S3 artifact storage

For multi-machine deployments or large checkpoints you want artifact bytes living in an object store rather than on a single server's disk. DearDiary's DearDiary.S3Store backend speaks the S3 wire protocol via a built-in SigV4 signer, so the same struct talks to AWS S3, MinIO, Cloudflare R2, Backblaze B2, or any S3-compatible service — pick the right endpoint URL and bucket name.

Path-style addressing is used (<endpoint>/<bucket>/<key>), so this works against MinIO out of the box and against AWS S3 buckets created before the virtual-hosted-style cutover.

Configuration for AWS S3

DEARDIARY_ARTIFACT_BACKEND=s3
DEARDIARY_ARTIFACT_S3_BUCKET=my-deardiary-bucket
DEARDIARY_ARTIFACT_S3_ENDPOINT=https://s3.us-east-1.amazonaws.com
DEARDIARY_ARTIFACT_S3_REGION=us-east-1
DEARDIARY_ARTIFACT_S3_ACCESS_KEY=AKIA...
DEARDIARY_ARTIFACT_S3_SECRET_KEY=...

The bucket must already exist; DearDiary does not create buckets, and IAM rights must include s3:PutObject, s3:GetObject, and s3:DeleteObject on the bucket.

Configuration for a local MinIO

Run MinIO in Docker:

docker run --rm -p 9000:9000 -p 9001:9001 \
    -e MINIO_ROOT_USER=minioadmin \
    -e MINIO_ROOT_PASSWORD=minioadmin \
    minio/minio server /data --console-address ":9001"

Create the bucket via the MinIO web console at http://localhost:9001 (or with mc mb local/deardiary if you have the MinIO client installed), then point DearDiary at it:

DEARDIARY_ARTIFACT_BACKEND=s3
DEARDIARY_ARTIFACT_S3_BUCKET=deardiary
DEARDIARY_ARTIFACT_S3_ENDPOINT=http://localhost:9000
DEARDIARY_ARTIFACT_S3_REGION=us-east-1
DEARDIARY_ARTIFACT_S3_ACCESS_KEY=minioadmin
DEARDIARY_ARTIFACT_S3_SECRET_KEY=minioadmin

Layout in the bucket

Each artifact is written to s3://<bucket>/<aa>/<uuid>. Like the DearDiary.FilesystemStore backend, paths are UUID-keyed (not content-hashed) so identical payloads from two writes never collide, and deleting one Resource cannot break another.

Using the backend

Once the env is in place, the rest of the code is identical to the SQLite-backed flow — the artifact store layer is transparent to the service layer.

Start the server

In one Julia process, point DearDiary at the .env file and start the API server. The default DearDiary.run is asynchronous, so the REPL stays interactive after the server is up:

using DearDiary
DearDiary.run(; env_file=".env")

The server binds to 127.0.0.1:9000 unless DEARDIARY_HOST / DEARDIARY_PORT are set in the .env.
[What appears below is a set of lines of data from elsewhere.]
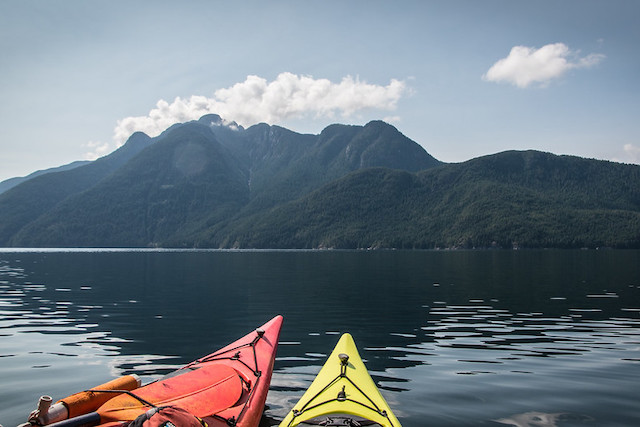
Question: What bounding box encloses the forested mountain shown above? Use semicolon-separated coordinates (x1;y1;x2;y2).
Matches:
0;160;90;195
222;152;640;249
0;132;152;245
1;115;638;249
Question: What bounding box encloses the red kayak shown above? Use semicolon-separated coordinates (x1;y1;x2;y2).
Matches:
23;315;283;427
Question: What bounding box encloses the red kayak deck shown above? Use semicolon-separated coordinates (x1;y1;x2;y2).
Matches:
97;315;283;427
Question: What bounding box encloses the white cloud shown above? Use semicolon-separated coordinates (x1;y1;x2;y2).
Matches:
113;73;408;145
623;143;640;164
383;115;402;124
483;43;605;88
84;140;112;160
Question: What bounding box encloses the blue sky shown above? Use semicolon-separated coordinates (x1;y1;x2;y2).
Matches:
1;0;639;181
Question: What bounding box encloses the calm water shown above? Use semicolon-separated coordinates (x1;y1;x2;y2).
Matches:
1;249;639;426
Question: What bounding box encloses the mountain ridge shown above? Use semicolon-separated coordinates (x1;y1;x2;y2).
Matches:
0;160;91;195
1;116;638;249
0;132;153;245
220;152;640;249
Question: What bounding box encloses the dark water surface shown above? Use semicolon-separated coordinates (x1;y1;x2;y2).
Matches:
1;249;639;426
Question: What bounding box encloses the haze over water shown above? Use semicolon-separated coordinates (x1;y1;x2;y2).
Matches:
1;249;639;426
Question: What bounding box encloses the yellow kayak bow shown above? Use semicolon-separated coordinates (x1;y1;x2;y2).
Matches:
280;333;401;427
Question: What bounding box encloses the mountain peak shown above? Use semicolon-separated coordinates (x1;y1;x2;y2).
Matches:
126;131;152;145
363;119;395;130
197;114;243;131
3;116;633;249
198;114;223;125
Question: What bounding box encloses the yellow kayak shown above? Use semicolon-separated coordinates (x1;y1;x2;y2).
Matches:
279;333;402;427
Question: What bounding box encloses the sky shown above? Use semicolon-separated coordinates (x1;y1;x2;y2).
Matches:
1;0;639;182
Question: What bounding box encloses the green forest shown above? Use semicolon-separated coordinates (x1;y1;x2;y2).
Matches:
1;116;638;249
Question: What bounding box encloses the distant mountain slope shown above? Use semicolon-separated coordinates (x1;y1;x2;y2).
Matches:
1;116;638;249
0;132;153;245
217;151;640;249
237;120;440;214
11;125;247;247
2;117;441;247
0;161;91;195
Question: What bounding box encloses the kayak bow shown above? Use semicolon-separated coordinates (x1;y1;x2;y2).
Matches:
279;333;401;427
23;315;283;427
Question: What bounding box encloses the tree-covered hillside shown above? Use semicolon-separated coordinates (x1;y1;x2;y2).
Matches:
216;152;640;249
0;132;152;245
1;117;445;248
1;116;638;249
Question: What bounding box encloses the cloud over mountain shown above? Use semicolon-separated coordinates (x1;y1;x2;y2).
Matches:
623;144;640;164
113;73;408;145
483;43;605;88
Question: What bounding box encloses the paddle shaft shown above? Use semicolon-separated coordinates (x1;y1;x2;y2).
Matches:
46;412;102;427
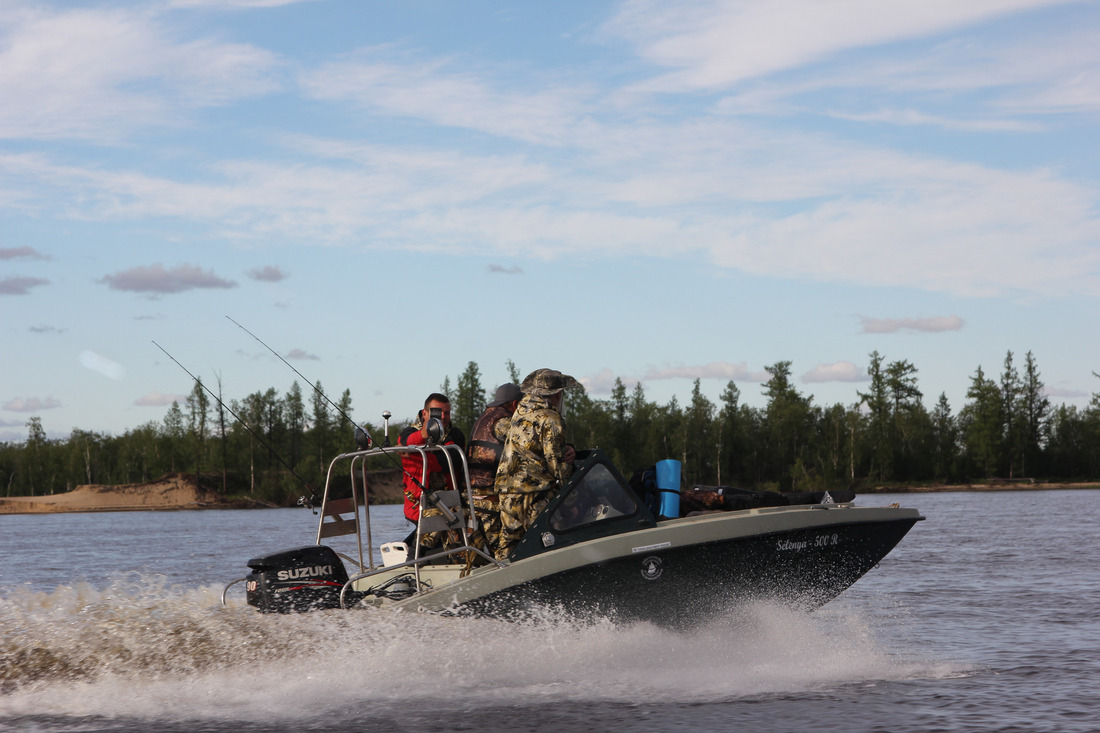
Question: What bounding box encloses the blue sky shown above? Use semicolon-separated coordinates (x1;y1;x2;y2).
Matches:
2;0;1099;443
Keep this REPL running.

Connect and upload from a training script

In another Julia session — typically your training script on a different machine — connect to the server and write artifacts the same way you would against any other backend. The bytes go straight to the bucket; the resource row records only the metadata + URI.

using DearDiary

client = DearDiary.connect("http://127.0.0.1:9000"; username="default", password="default")

project_id = create_project(client, "S3-backed project")
experiment_id = create_experiment(client, project_id, DearDiary.IN_PROGRESS, "Sweep")

iteration_id = with_iteration(client, experiment_id) do iter
    create_metric(client, iter.id, "accuracy", 0.97)
    iter.id
end

bytes = read("/path/to/checkpoint.bin")
resource_id = create_resource(client, experiment_id, "checkpoint.bin", bytes)

@assert read_resource_data(client, resource_id) == bytes

Replace 127.0.0.1:9000 with the server's externally reachable address when running on a different machine, and replace the default / default credentials with a real user that you have created via create_user.

Migrating from another backend

After flipping DEARDIARY_ARTIFACT_BACKEND to s3, move existing rows over:

using DearDiary
DearDiary.run(; env_file=".env")
DearDiary.migrate_artifacts!()

Per-row failures (network blip, AWS 503, etc.) are logged and skipped — the offending row keeps its backend = "sqlite" and is retried on the next invocation. Already-migrated rows are detected by their backend field and skipped, so re-running the function picks up where it stopped.

Cost and operational notes

Every read goes through s3:GetObject. Aggressive readers (e.g. a serving layer that reloads a model on every request) should cache locally; the metadata content_hash field makes a "fetch only if changed" pattern straightforward.
The on-write hash is computed in-process, then included in the request as the X-Amz-Content-Sha256 header. Bytes are never written to local disk en route.
Deletes via delete_resource issue a single s3:DeleteObject. There is no archival or soft-delete behaviour — drop and you lose it. If your bucket has versioning enabled, the delete becomes a tombstone instead.